An overview of the

How to better complete the development of a complex system is a topic that every senior programmer must think about.

For simple monomer applications, the concurrency is small and only needs to meet functional requirements. However, the larger the application, the more factors it needs to consider, generally speaking, the architecture should consider three key points:

High Availability

The high availability metric is usually a number of nines, which is a measure of the stable operation of the system. Five nines, or 99.999%, mean that an accident lasts no more than five minutes a year, and four nines, or 99.99, mean that an accident lasts no more than an hour a year. Generally speaking, the key modules of the system guarantee at least four nines.

Specific high availability can be divided into storage high availability, computing high availability, and service high availability.

High Performance

As the number of concurrent requests increases, more resources are consumed. CPU and storage represent the high performance of storage and CPU respectively.

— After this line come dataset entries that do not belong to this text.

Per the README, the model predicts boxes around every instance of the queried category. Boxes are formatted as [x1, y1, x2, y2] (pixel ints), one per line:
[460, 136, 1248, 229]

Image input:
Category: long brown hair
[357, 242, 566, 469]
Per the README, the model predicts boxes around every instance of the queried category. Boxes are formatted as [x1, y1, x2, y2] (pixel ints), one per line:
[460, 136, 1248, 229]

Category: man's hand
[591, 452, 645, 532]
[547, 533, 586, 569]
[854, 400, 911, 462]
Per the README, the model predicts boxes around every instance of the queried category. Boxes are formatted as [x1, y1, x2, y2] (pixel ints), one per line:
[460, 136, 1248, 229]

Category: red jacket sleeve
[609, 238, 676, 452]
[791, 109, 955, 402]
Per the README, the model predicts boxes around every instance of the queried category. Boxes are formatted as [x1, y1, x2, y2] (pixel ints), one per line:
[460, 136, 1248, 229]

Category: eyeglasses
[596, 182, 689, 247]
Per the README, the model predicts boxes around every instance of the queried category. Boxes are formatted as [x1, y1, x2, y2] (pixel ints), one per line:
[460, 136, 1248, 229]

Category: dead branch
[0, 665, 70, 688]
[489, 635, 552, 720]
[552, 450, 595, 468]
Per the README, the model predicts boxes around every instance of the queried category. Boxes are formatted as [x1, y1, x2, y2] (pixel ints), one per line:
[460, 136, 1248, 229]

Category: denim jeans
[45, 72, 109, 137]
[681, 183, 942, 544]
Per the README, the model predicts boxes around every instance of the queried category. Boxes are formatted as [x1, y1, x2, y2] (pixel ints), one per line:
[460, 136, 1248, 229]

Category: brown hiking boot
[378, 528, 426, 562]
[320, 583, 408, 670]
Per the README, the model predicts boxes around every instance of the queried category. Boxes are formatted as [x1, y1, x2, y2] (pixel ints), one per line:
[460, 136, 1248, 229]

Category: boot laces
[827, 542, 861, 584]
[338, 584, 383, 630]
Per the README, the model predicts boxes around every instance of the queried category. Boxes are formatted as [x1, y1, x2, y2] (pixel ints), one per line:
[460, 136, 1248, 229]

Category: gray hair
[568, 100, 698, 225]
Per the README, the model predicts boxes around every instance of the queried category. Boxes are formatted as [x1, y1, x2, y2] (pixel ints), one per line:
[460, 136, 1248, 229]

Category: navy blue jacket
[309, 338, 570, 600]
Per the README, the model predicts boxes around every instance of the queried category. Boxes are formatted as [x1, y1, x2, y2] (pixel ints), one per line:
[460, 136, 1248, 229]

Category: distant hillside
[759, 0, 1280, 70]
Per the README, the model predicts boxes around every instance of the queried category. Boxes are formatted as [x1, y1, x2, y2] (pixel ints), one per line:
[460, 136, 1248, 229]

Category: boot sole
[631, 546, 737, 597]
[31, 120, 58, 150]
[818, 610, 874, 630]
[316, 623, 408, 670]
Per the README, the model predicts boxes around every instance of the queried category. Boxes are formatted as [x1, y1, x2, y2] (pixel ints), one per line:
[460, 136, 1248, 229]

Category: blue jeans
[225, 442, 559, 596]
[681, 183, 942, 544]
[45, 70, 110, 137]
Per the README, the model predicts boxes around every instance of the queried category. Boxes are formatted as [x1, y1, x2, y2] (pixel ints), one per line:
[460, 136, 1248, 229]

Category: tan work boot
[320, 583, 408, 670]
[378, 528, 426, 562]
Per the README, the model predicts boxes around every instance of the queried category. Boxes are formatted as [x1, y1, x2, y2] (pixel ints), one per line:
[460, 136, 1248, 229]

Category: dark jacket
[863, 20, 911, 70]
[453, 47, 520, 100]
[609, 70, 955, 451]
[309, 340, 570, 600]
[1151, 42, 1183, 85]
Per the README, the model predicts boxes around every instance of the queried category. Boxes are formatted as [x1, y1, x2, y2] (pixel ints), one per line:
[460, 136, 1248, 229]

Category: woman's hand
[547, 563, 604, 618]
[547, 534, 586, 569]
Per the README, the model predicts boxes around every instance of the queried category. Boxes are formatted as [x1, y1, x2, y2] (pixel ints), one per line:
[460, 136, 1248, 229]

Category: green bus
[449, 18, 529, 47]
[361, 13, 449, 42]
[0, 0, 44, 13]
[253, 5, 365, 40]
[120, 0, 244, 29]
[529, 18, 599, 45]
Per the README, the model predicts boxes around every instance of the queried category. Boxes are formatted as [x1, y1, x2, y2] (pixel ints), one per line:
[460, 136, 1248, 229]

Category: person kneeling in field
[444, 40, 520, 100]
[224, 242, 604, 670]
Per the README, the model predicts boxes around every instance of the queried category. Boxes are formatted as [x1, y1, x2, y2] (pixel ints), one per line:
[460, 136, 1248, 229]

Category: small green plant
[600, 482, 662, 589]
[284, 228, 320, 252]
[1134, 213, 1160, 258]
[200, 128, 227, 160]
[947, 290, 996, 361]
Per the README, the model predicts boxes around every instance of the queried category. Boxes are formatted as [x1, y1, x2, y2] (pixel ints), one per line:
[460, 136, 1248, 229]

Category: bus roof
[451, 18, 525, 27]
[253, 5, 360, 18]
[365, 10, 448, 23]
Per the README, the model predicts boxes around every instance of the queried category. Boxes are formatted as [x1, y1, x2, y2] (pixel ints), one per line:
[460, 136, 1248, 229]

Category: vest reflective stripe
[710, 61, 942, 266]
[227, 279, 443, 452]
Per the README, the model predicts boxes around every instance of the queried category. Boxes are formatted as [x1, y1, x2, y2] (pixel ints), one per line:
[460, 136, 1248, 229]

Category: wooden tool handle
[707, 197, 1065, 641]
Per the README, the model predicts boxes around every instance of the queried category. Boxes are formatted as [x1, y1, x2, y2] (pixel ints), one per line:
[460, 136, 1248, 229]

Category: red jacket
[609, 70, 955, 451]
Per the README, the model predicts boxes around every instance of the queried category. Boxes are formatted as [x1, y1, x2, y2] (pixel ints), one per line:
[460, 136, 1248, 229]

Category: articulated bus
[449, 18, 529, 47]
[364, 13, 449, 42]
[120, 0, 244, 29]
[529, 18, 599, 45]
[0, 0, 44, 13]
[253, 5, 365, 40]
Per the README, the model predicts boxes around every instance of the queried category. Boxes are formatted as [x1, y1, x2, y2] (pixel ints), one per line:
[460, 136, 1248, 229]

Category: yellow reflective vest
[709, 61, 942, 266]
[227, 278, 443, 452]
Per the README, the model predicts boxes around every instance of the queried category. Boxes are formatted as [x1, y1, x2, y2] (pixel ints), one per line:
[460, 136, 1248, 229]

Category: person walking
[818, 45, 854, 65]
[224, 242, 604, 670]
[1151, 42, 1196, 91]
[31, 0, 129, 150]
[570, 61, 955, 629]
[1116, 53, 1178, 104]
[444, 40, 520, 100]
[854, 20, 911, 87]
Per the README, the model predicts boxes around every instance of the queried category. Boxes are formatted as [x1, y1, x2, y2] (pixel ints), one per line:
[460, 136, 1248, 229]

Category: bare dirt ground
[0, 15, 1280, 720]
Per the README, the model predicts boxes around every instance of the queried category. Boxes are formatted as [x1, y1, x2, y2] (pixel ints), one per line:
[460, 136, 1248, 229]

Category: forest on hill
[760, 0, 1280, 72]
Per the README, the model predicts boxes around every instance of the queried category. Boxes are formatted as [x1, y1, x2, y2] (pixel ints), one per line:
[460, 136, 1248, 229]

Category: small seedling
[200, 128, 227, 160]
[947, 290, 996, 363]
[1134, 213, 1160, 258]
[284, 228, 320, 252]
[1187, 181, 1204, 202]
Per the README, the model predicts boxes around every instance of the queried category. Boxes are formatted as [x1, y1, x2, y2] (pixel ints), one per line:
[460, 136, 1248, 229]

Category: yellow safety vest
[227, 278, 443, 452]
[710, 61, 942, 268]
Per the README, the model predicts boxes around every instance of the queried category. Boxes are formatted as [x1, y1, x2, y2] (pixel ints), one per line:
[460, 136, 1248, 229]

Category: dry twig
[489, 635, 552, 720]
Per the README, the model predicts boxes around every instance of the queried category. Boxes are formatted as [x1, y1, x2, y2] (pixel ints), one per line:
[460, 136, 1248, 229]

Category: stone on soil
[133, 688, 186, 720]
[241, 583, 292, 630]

Performance optimization is a big topic, and there are many ways to do it. I will write a separate article later when I have time.

Scalability

Unbundling is one of the most important ideas for improving system extensibility. It involves breaking a complex system into separate, single-responsibility modules. It is certainly easier to consider the extensibility of a small module as opposed to a large system. To simplify complex problems, that’s the idea.

other

In addition to the three key points mentioned above, architectural design should also consider cost (maintainability, labor costs, operating costs, etc.), security, etc., which will not be covered here.

Solid design principles

We know that Java has 23 design patterns that are difficult to remember all of them, but the ideas they reveal can be grouped into solid design principles.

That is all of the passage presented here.